David Baker, a bankruptcy lawyer in Boston, replied similarly: “Massachusetts has a number of provisions referred to as ‘statute of limitations.'” He said I must dig through the sections for the statute that applies best. Part three, chapter 260, section six of the Massachusetts law code is about open accounts, but all it does is define an open account — there is no limitation given. I am left to assume it fits into section two, which says, “Actions of contract, other than those to recover for personal injuries, founded upon contracts or liabilities, express or implied, except actions limited by section one or actions upon judgments or decrees of courts of record of the United States or of this or of any other state of the United States, shall, except as otherwise provided, be commenced only within six years next after the cause of action accrues.”

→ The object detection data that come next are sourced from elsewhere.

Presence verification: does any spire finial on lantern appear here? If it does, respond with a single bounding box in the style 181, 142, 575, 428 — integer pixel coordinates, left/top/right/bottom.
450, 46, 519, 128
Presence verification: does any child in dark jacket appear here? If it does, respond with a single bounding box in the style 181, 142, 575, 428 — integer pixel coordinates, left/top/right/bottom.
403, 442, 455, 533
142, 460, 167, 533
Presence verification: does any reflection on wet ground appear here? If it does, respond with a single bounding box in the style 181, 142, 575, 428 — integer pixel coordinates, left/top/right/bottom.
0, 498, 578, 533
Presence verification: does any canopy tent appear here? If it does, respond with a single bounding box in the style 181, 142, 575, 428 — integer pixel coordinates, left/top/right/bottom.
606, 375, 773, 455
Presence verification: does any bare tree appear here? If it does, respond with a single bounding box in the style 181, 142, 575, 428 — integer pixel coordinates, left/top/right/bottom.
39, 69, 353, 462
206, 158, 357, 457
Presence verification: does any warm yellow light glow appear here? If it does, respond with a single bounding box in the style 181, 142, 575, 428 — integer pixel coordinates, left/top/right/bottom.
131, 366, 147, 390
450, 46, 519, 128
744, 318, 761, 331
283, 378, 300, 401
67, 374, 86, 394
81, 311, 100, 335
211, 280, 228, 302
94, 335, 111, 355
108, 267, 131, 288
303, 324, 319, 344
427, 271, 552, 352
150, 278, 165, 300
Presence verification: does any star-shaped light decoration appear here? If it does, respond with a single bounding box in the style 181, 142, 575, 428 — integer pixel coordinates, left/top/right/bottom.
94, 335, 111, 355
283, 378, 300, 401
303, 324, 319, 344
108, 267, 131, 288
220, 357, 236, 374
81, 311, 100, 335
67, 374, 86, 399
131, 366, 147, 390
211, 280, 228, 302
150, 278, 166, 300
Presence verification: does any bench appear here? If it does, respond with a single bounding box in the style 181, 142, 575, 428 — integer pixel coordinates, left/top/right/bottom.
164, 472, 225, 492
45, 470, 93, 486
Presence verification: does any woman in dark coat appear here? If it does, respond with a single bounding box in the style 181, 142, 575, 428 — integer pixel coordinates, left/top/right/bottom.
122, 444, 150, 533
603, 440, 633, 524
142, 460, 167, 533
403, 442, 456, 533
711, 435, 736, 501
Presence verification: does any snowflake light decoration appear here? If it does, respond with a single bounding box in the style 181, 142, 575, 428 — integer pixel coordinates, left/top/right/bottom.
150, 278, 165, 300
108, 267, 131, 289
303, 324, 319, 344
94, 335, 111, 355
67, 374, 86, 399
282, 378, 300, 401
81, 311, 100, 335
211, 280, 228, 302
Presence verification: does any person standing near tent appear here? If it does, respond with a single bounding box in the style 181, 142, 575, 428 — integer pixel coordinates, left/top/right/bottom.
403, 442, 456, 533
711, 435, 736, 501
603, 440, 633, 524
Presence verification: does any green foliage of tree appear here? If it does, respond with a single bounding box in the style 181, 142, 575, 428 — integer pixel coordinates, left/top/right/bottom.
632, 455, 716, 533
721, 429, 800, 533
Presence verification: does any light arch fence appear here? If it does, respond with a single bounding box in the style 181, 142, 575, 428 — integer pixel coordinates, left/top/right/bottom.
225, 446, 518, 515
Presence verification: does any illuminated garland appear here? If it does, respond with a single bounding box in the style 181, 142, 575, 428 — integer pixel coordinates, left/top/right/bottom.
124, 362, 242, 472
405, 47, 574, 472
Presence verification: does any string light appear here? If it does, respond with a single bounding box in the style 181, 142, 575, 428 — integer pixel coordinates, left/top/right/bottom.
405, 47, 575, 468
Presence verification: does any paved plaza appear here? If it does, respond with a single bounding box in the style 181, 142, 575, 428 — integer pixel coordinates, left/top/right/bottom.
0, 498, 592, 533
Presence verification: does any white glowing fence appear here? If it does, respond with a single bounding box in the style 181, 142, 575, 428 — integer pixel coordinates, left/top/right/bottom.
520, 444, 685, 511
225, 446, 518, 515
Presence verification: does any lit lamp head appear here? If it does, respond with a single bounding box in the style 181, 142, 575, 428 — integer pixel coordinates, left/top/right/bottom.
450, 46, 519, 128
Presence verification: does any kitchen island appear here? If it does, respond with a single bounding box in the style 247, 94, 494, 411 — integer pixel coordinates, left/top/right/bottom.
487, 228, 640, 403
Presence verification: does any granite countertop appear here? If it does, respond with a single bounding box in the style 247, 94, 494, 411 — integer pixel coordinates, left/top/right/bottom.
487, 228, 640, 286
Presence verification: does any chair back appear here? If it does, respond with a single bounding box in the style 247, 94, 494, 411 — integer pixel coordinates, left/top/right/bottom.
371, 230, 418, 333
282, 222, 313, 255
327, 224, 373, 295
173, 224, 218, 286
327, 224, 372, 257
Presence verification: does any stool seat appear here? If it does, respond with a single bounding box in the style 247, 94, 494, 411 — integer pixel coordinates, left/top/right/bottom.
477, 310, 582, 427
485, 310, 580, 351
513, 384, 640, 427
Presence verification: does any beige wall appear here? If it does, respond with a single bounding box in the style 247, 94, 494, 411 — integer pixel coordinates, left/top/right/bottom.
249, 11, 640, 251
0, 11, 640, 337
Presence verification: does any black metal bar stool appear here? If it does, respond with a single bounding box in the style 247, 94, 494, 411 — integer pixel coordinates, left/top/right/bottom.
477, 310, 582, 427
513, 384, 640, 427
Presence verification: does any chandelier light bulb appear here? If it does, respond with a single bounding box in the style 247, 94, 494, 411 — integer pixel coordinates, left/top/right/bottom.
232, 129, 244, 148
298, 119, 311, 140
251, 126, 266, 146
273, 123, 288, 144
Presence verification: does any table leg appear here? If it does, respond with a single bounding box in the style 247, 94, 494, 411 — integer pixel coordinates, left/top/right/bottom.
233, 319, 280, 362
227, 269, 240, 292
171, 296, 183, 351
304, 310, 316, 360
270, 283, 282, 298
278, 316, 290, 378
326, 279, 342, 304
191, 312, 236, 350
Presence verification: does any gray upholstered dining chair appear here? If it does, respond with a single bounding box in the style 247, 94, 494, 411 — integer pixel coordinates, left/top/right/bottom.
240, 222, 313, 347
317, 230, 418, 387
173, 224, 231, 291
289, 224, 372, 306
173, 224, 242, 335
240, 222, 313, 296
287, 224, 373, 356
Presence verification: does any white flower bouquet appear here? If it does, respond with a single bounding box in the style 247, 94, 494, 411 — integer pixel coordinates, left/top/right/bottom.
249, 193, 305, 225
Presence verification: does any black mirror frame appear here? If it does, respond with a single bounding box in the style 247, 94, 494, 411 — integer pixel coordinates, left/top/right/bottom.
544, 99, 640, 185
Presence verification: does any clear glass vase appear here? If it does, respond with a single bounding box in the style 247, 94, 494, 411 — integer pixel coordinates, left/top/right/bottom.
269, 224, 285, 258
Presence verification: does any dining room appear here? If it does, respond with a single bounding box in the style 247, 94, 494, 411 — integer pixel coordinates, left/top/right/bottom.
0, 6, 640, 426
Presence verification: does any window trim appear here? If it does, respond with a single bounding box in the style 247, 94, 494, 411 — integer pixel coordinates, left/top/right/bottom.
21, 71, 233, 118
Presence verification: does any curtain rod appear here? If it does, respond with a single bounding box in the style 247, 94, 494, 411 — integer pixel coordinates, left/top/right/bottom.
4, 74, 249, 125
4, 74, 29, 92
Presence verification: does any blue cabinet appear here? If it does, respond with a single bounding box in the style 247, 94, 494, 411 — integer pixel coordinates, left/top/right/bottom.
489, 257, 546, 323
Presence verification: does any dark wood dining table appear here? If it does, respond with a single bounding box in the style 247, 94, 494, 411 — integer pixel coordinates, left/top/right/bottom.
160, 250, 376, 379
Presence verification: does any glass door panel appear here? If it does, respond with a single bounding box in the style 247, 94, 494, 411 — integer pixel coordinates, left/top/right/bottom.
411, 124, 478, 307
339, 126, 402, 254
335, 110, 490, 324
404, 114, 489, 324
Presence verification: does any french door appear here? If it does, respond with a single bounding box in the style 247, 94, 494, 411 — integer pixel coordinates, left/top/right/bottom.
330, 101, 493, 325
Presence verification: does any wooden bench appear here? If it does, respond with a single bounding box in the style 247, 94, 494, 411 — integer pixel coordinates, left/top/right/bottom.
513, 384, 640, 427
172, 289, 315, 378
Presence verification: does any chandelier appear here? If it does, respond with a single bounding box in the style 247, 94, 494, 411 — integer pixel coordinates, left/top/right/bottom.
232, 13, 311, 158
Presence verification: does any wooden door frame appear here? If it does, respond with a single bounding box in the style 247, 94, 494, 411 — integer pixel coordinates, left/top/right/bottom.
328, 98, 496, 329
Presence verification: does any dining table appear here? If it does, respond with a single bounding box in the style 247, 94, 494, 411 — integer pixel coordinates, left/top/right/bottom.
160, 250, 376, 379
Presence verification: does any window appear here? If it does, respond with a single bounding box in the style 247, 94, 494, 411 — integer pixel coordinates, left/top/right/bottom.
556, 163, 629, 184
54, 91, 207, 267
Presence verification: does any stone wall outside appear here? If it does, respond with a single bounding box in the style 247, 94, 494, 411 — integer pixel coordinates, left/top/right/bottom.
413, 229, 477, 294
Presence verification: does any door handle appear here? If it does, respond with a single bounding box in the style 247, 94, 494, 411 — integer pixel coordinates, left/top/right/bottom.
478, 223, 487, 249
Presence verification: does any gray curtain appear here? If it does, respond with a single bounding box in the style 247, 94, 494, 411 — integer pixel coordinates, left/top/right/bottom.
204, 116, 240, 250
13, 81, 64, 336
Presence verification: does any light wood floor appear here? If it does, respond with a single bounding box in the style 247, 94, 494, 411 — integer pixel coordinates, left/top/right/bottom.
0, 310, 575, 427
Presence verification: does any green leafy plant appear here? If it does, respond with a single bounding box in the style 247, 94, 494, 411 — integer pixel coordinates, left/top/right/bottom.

The assistant attorney general of Alaska said she couldn’t provide the information for her state. The Georgia Bar Association said no one there could provide the information for me, and referred me to a credit counseling service that also said it couldn’t help. My colleague contacted a past source of hers, Barbara Sinsley, general counsel for the 600-member Debt Buyers Association (DBA International), a trade group of companies that buy and sell portfolios of debt from banks and other creditors. When asked for any insight in this complicated search, Sinsley replied, “Currently, there are some states in flux in the case law on choice of law issues.” This means some states are in court right now over these statutes, so they may change in the near future. This may explain why many of the current charts of the states’ statutes of limitations I found online contain varying numbers — some include only statutory law, while some include newer case law.
Why you should be worried
My research has not only been frustrating as a reporter, but incredibly bothersome as a consumer. Knowing the correct statute for credit card debt may make a huge difference in someone’s life, but it is nearly impossible to get a straight answer. The average person can’t read legal code without a law degree or get free legal advice about this without having a bankruptcy lawyer as a buddy. The average person probably doesn’t have time to make endless calls to credit counselors and bar associations, hoping to find someone who can answer their question simply or at all. There are many charts of the states’ statutes of limitations online, but most have varying figures, leaving me to wonder which are accurate. One thing is clear: Finding this information needs to be significantly easier. But my mean, old editor is making me continue my quest for the information anyway.
Do you have any suggestions for making this process easier for consumers? Do you know of any resources on credit card statutes of limitation that I may have missed?